All capital and major maintenance works were physically verified for the 2003 Auditor General’s report
The Kaieteur News carried two comments from the Auditor General which caught my eye and which require a clarification. The first relates to his reference to the 2003 Auditor General’s report (which I had prepared) that “there is hardly any physical inspection compared with mine.“ This is totally untrue in that all capital works as well as major maintenance works were physically verified. The difference was that if all was well, there was no mention in the report. The current Auditor General was part of that effort in his capacity as Assistant Auditor General, and I am surprised that he could have made such a statement.
There are two types of reporting: (a) full reporting of the results whether they reflect negative findings or not; and (b) exception reporting where only deficiencies and shortcomings are highlighted. Drawing from my experience working with the United Nations in Africa, I opted for exception reporting for 2003. The reason was simple: to avoid the reporting being too bulky and cumbersome to read, and to assist the reader to grasp the essentials of the report. This is standard practice and conforms to international best practices. In fact, the United Nations has word limits for all its reports.
Prior to 2003, all of my reports beginning from 1992 onwards were written in the full reporting format. This was deliberately done because we had just come out of an era of lack of accountability, and the public needed to know in a very detailed way how their funds were expended. But as time elapsed and accountability became a settled arrangement, the merits of full reporting had to be re-evaluated. The 2003 report was based on that re-evaluation as well as my international exposure.

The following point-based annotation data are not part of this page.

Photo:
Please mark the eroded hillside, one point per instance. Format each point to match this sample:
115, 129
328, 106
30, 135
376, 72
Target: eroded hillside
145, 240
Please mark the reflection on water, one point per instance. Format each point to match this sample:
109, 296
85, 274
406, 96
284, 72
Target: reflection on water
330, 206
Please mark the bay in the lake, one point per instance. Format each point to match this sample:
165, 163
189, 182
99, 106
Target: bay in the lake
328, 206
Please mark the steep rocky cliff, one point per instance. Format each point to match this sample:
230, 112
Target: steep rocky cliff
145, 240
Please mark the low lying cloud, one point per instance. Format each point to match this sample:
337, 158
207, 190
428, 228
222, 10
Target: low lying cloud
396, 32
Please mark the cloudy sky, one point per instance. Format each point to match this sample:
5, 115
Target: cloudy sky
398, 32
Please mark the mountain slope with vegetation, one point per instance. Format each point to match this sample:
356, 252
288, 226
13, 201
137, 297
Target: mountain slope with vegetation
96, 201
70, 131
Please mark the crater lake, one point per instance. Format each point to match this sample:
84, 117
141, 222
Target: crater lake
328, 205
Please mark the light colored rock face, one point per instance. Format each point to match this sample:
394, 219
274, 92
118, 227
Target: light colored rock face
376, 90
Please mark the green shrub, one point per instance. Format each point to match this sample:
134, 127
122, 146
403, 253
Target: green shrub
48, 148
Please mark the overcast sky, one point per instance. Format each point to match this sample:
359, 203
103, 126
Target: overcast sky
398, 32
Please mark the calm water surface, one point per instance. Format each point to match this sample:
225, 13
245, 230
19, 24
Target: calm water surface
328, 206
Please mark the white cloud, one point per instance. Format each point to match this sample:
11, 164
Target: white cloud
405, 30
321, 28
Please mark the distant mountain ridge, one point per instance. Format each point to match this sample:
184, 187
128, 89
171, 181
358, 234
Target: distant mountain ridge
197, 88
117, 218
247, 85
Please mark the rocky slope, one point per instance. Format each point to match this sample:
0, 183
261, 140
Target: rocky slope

The second comment by the Auditor General relates to his assertion that he was the only person that did VFM audits and that he had done two of them. A performance audit, sometimes referred to as VFM audit, is normally carried out by national audit offices. It is an attempt to ascertain to what extent the resources of an organisation are utilised in achieving stated objectives in an economical, efficient and effective manner (hence the value for money concept). Since 1992, the Audit Office has been conducting performance audits but an integrated approach was taken in reporting the results. Many of the comments contained in the Auditor General’s report from 1992 onwards were in the nature of performance audit findings. There was a legal restriction in that the Auditor General could have only reported separately on any matters incidental to his duties under the relevant legislation.
Notwistanding this, during my tenure, several special reports were issued that reflected the results of performance audits. Two examples will suffice:
(a) The Essequibo Road Project where it was discovered that there was short-shipment of stone, inferior quality of stone, inflated prices and falsification of invoices, among others. This resulted in the World Bank cancelling the project; and
(b) The illegal exportation of dolphins and the disappearance of $50 million from the Wildlife Fund.
For a long time, I have been advocating for stand-alone, dedicated performance audit reports, and I am happy to have included in the draft Audit Act provision for this to be done. The draft Act became the Audit Act 2004.
However, I did not have the good fortune to implement many of the good aspects of the new Act because I demitted office at the time when it was about to be made operational. I went to the United Nations and advocated a similar approach, and at the time of leaving, I had prepared a draft report on the matter for consideration by the UN Board of Auditors before submission to the General Assembly.
It has been seven years since the Audit Act was passed with provision for undertaking performance audits and issuing stand-alone reports.
The Auditor General has so far issued only two such reports. Whether that reflects credit on his part, for the topics selected and for the quality and effectiveness of the reports, I will leave for the reader to judge for himself/herself.
Finally, I wish to state that I lectured to the Auditor General when he was reading for his accounting degree at UG. Upon completion of his degree, he was promoted to the position of Assistant Auditor General ahead of those who were senior to him but who did not have the requisite qualification for appointment to the post.
In 1998, he was sent to participate in a nine-month audit fellowship programme with the Canadian Audit Office. As his supervisor, I also imparted as much on-the-job training to him as possible. I might be critical of his work but it is all done in the best interest of the country. I am therefore taken aback by the two statements he has made above, trying to boost his own performance and in the process seeking to fault my work.